Coming home late from a meeting I covered for the newspaper, I sat myself down in front of the TV and began watching election coverage on CNN and ABC. Mom went to bed at about 8:30 p.m. and asked to be awakened when the results were in.
By 10:30 p.m., with Obama's lead grown to more than double McCain's, I thought it safe to go to bed. I took my iPod Touch along, plugged it into its AC adapter and turned on the clock radio, too.
By 10:55 a.m. I listened to a local broadcaster interview a journalist in Washington. The last question asked of him: "When do you think we'll know who won?" The answer: "Listen to Fox News at 11 p.m."
Of course the news was good: Obama was chosen our next president.

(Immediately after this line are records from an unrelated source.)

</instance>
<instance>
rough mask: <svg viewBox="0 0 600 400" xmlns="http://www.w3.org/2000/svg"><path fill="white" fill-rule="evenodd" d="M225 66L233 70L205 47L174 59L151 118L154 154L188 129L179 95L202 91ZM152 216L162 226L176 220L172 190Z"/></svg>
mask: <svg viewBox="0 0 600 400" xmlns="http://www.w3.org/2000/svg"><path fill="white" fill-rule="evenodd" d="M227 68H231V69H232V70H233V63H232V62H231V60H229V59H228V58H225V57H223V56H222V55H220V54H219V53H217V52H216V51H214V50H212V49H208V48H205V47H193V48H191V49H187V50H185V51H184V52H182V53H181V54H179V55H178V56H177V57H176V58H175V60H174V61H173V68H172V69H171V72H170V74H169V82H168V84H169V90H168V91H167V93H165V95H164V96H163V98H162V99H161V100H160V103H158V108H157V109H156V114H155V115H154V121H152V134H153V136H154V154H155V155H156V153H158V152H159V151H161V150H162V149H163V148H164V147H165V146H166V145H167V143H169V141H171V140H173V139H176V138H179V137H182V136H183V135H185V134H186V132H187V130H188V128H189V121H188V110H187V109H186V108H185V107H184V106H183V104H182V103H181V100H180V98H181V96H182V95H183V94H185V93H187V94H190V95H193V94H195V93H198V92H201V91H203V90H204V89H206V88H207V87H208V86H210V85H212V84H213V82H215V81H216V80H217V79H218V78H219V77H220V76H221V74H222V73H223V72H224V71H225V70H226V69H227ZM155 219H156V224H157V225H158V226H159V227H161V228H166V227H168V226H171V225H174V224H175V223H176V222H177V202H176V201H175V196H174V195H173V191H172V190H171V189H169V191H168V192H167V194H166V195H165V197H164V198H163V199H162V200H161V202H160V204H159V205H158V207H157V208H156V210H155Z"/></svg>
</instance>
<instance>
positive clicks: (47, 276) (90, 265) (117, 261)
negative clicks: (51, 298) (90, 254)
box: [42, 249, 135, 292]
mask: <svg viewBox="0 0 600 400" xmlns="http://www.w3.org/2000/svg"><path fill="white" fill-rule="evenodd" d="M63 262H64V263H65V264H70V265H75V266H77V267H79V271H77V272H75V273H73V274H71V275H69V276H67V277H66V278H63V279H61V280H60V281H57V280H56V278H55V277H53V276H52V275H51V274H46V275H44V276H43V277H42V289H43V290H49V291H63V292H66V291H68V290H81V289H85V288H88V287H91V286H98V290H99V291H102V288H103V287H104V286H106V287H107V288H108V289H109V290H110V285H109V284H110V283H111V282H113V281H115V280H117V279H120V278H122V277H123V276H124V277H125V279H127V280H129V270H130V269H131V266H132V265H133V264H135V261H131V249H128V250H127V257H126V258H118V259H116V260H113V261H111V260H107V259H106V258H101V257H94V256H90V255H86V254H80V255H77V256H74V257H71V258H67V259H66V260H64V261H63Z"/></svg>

History made in our own time. I looked at CNN on the web and they were still hedging their bets. The BBC, however, made the same announcement as Fox. It was over.
I walked into Mom's bedroom, woke her and told her Obama was the president-elect. Going downstairs, I informed Dad, too (he was still awake, said he couldn't sleep with all the excitement).
I listened to the radio for another hour. First McCain's touching concession speech and then Obama's wonderful speech from Chicago's Grant Park.
Even before I drove to my meeting I had walked out to Clayton Road and took down our Obama sign. It had been vandalized once (run over by a gray truck while I watched from the front window) and then wholly taken last Saturday night. But we had a second in the garage. Freedom of speech?
Could this thing even be possible? This was a perfect political storm: war, economy, a bright young man. Obama came along at just the right time and just as Lincoln set the stage with his 1858 debates with Douglas, so too did Obama with his convention speech four years ago.
I have a renewed sense of hope that the world's opinion of America will rise again, that our opinion of ourselves will improve, that our "can do" will return.
We did the right thing yesterday. We truly made history.